KUALA LUMPUR: Downward trending fuel prices would likely lead to lower generation costs for Tenaga Nasional Bhd in the final quarter of 2019, says Kenanga research.

"With fuel prices trending downward especially coal which fell 11% YoY in 9MFY19, Tenaga is likely to register lower generation costs in the coming 4QFY19 which could post resilient numbers although 2H is traditionally a weaker period," it said.

However, it added that the lower fuel costs would result in a lower effective tariff rate in 1HFY20 under the ICPT mechanism.

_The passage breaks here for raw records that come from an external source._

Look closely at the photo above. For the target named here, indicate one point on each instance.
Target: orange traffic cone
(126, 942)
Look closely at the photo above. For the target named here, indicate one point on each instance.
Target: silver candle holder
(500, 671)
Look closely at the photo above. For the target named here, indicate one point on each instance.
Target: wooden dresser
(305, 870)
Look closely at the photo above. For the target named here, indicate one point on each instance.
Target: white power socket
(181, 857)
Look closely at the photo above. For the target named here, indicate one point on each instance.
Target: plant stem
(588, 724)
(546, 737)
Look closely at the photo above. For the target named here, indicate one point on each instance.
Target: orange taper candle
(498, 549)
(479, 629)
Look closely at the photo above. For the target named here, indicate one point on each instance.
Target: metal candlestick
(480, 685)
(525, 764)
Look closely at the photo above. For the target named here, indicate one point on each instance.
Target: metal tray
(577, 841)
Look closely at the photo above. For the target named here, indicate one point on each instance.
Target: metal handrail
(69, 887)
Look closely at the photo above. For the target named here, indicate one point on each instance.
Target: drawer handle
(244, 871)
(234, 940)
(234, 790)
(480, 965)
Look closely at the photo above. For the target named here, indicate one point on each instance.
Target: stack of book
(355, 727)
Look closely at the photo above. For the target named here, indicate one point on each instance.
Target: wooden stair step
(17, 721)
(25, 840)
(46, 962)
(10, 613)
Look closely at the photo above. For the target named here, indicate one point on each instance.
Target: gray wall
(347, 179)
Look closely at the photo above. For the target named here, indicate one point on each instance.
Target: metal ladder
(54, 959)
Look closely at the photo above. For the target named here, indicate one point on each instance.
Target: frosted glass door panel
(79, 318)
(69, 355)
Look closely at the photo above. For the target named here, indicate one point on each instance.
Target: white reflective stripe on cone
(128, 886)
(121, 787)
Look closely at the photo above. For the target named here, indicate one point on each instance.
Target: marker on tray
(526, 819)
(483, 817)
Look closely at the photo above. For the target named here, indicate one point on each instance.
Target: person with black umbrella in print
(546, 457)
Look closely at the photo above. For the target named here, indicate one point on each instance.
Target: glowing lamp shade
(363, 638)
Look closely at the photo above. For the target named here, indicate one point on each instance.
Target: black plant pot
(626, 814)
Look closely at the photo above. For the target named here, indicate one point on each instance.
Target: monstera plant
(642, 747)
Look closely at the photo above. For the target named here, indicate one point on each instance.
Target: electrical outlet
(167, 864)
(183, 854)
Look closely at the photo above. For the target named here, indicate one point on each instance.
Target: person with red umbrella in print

The research house maintained market perform on the stock as it raised its forecasts for FY19 and FY20, resulting in a higher target price of RM14.30.

In its recently concluded quarter, Tenaga's earnings beat expectations as coal prices declined while electricity demand grew.

Core profit for the quarter jumped 43% year-on-year (y-o-y) to RM1.37bil, bringing 9MFY19 core profit to RM4.01bil or 12% higher over the previous corresponding period.

According to the research house, the 6% lower generation opex in 3Q aided the earnings growth although a 9% higher generation opex capped year-to-date earnings from growing higher.

"This was due to higher requirement mix for the expensive LNG as gas volume rose 7% for 9MFY19 to 1,030mmscfd with average LNG price jumping 13% to RM35.03/mmbtu," it said.

However, Kenanga noted that coal prices were generally on the downtrend with average costs falling 29% y-o-y in 3Q and 11% y-o-y in 9M19.